Spin the tape on a fortnight or so, however, and it came to mean quite a bit. Tyrone played Kildare in the Division Two league opener in Croke Park and both their goals came from runs through the middle made by Harte. By the end of the league, he was Tyrone’s top scorer with 5-5. Granted, three of his goals were from penalties but he created as much as he scored.
Division Two teams were unsure as to how he should be dealt with and it wasn’t until Kildare got another crack at him in the league final that he was finally contained. As a tactical ploy, it was straight from the Mickey Harte ideas factory – take a talent and find a way to exploit it that nobody else has thought of yet. Watching on from south Armagh, Crossmaglen co-manager Tony McEntee couldn’t but be impressed.

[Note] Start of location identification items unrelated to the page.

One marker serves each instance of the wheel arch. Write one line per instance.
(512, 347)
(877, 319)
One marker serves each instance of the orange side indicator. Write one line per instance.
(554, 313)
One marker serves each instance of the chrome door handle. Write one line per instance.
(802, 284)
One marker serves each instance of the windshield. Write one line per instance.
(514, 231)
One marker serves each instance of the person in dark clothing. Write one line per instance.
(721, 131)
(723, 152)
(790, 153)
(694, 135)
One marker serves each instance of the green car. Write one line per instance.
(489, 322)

“They’ve been very smart about it,” he says. “Mickey Harte has obviously thought a lot about how to utilise Peter’s strengths which are his running with the ball and his ability to attack from deep and get scores. Peter was fine as a wing half-forward and was capable of getting a few scores and making it difficult for opposing defences there.
“But he is very strong coming on to the ball so it was a very clever move pushing him back there and having him come through with it. What Mickey has done to facilitate it is allow Ronan McNabb to drop back from wing-forward and cover across at centre half-back so as to give Peter that freedom to go forward knowing that he wasn’t leaving the whole centre of the defence open.”
It worked like a dream, right up until the point where it didn’t. Harte was an elusive presence throughout the league and must have seemed like subliminal advertising to opposing teams at times, for they could never quite be sure in what part of the pitch they’d seen him. The teamsheet said one thing, the scoresheet said another. From centre-back, Harte was the only Tyrone player to score in every game.
“It’s always the case when a new player comes in or a new system is employed,” says McEntee. “You tend to get the freedom of the field for a while until somebody else cops on to what you’re doing and they adjust. Kildare adapted to it in the league final but there were a number of reasons for that. Most of all, it was because they were strong and fit and they were able to track his play whenever he went on a run.”
There was more to it than just fitness and brawn, however – Kildare had a clear plan for Harte in that game. Eoin O’Flaherty pushed him down alleys whenever he took possession. The rest of the Tyrone team, possibly caught on the hop when Harte didn’t have quite the free hand he’d enjoyed all spring, left him isolated at times and Tyrone’s play slowed down dramatically as a result.
Will it force a rethink for the championship? McEntee doubts it. “I think it’s interesting that on the teamsheet for this weekend against Armagh, Mickey’s changed it and named Peter at number 12.
“Nobody expects him to play there and I think he’ll just drop back from that position and do exactly what he’s been doing through the league.
“It might vary a little in that Conor Gormley could sit there as a pre-defined centre half-back and Ronan McNabb will stay at wing half-forward. But Peter’s role probably won’t change very much.
“Armagh will have a system in place in order to counteract Peter’s runs. I would suspect that Kevin Dyas has been named at centre-forward for this purpose.”
Punch and counter-punch. In a Mickey Harte world, every game’s a chess game and by moving Peter Harte to the other end of the board, he’s turned a pawn into a queen. Kildare found a defence for him in the league final but we can take it the Tyrone manager isn’t finished tinkering with the strategy just yet.